The TAP block relies on the large volume of injectate to cover several spinal nerves. The volume of the dye used (0.3 mL/kg/injection point) was based on previous similar studies in dogs [14, 17]. In general, distribution of LA in the TAP depends on the volume and the technique. The spread of tissue staining depends also on the properties of injected substance . Moreover, the spread of LA in a clinical patient is expected to be similar though not the same as the distribution of the dye in cadavers due to breathing movements of the chest and abdominal wall, changes in the muscle tone, blood and lymph flow . Additionally, potential toxicity and the effectiveness of different concentrations of LAs must be investigated before this technique is recommended for clinical use.

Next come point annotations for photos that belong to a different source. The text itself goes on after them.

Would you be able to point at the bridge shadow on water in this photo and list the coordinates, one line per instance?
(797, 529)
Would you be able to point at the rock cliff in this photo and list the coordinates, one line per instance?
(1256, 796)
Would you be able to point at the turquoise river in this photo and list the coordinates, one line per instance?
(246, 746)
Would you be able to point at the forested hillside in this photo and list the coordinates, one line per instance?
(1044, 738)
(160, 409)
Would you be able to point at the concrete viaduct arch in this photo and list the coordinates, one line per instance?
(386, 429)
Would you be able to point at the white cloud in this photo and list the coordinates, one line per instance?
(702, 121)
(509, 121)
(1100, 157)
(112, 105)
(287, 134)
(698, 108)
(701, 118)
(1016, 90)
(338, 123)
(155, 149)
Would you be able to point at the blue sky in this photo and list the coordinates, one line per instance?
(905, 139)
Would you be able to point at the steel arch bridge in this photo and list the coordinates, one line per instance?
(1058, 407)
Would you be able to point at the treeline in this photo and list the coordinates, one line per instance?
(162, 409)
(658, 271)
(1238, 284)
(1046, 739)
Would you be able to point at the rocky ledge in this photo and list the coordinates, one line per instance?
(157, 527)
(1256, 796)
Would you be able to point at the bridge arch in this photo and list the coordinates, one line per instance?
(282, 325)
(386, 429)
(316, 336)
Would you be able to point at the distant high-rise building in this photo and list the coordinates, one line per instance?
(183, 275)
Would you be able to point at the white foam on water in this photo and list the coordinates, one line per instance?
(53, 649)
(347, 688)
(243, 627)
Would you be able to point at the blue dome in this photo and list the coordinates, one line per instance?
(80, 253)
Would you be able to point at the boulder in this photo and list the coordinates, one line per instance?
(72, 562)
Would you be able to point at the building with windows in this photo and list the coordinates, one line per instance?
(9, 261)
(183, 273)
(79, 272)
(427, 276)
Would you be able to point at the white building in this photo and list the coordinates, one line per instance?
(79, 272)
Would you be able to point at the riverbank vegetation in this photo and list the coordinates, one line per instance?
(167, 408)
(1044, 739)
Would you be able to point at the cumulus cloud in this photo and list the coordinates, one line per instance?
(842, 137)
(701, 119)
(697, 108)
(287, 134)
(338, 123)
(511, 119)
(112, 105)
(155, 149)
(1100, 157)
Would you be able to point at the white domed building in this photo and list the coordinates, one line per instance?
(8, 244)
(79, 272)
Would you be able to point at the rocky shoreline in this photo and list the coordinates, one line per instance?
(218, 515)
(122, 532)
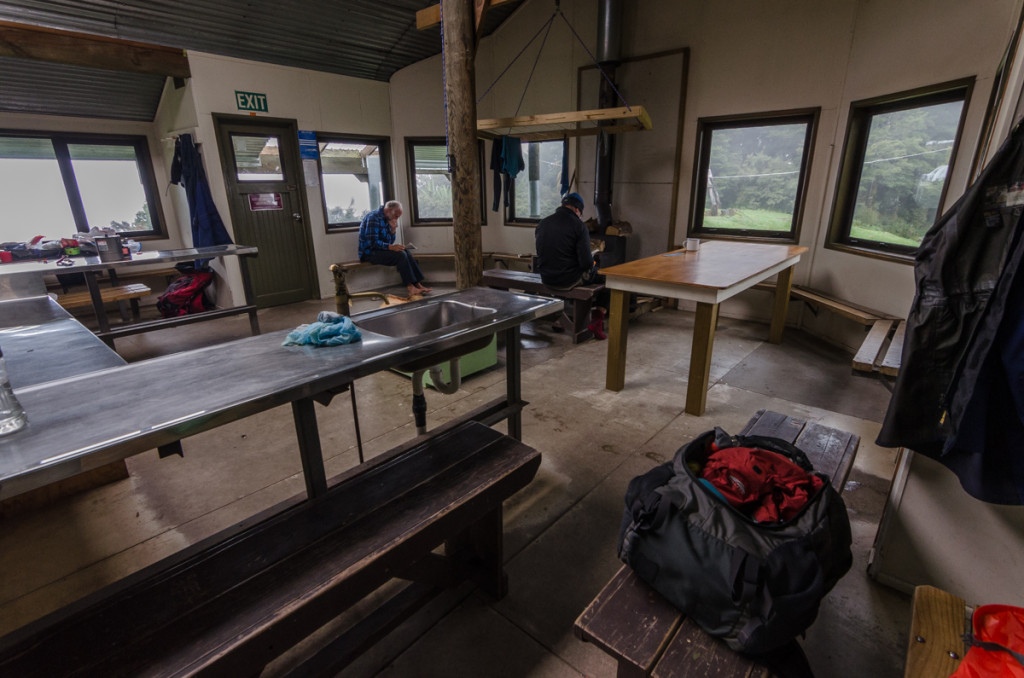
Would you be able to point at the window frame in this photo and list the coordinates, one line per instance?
(414, 208)
(855, 145)
(383, 144)
(701, 162)
(143, 160)
(510, 218)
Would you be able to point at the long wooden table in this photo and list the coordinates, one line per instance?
(718, 270)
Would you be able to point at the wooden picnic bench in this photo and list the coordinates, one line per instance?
(130, 293)
(646, 634)
(582, 296)
(236, 601)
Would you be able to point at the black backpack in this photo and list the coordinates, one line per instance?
(757, 586)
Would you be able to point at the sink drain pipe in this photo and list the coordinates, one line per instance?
(420, 400)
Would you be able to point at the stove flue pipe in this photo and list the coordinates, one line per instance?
(609, 22)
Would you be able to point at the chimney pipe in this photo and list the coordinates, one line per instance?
(609, 20)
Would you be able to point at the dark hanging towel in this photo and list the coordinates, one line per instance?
(960, 394)
(186, 169)
(507, 162)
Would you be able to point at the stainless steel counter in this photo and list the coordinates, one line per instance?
(85, 421)
(83, 264)
(26, 279)
(42, 342)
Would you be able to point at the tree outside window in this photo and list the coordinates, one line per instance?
(751, 172)
(895, 168)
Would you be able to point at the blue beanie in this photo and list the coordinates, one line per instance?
(573, 200)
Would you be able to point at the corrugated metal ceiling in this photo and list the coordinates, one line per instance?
(361, 38)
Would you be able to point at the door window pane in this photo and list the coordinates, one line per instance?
(257, 158)
(352, 179)
(903, 173)
(33, 201)
(538, 186)
(111, 186)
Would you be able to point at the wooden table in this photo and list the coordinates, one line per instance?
(719, 270)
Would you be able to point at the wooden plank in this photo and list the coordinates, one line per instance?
(891, 363)
(870, 350)
(81, 49)
(432, 15)
(629, 621)
(775, 425)
(830, 451)
(595, 115)
(935, 646)
(109, 294)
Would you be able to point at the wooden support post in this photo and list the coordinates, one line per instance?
(460, 39)
(619, 319)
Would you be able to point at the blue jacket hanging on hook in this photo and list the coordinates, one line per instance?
(186, 169)
(507, 162)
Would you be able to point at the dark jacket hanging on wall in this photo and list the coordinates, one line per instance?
(186, 169)
(960, 393)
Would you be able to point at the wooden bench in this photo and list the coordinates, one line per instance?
(130, 293)
(938, 624)
(650, 637)
(233, 602)
(883, 348)
(582, 297)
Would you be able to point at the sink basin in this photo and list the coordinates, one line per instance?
(421, 320)
(417, 321)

This pilot study has several limitations. First, the number of studied animals is low. Second, the scoring of the US-visualization of the target plane and of the technique performance was not conducted. Third, only one experienced anesthetist performed all the injections. Due to the cadaveric nature of the study, the potential efficacy of the injections could not be evaluated. Finally, due to the limited number of available animals, only one volume of the injectate was studied.
The combined caudal retrocostal and lateral US-guided approach for a TAP injection in pig cadavers with 0.3 mL/kg/injection point of dye was feasible for an experienced operator. Consistent US visualization of the TAP was obtained. Medial branches of ventral rami of the spinal nerves from the fourth-last thoracic nerve to the L2 (n = 6) were stained with a median of 5 (3–6) nerves. Given that the degree of staining may be positively associated to nerve blockade, it is likely that the periumbilical and caudal abdominal wall would be desensitized in live animals. However, additional studies are required to assess the efficacy of this approach in pigs undergoing abdominal surgical procedures.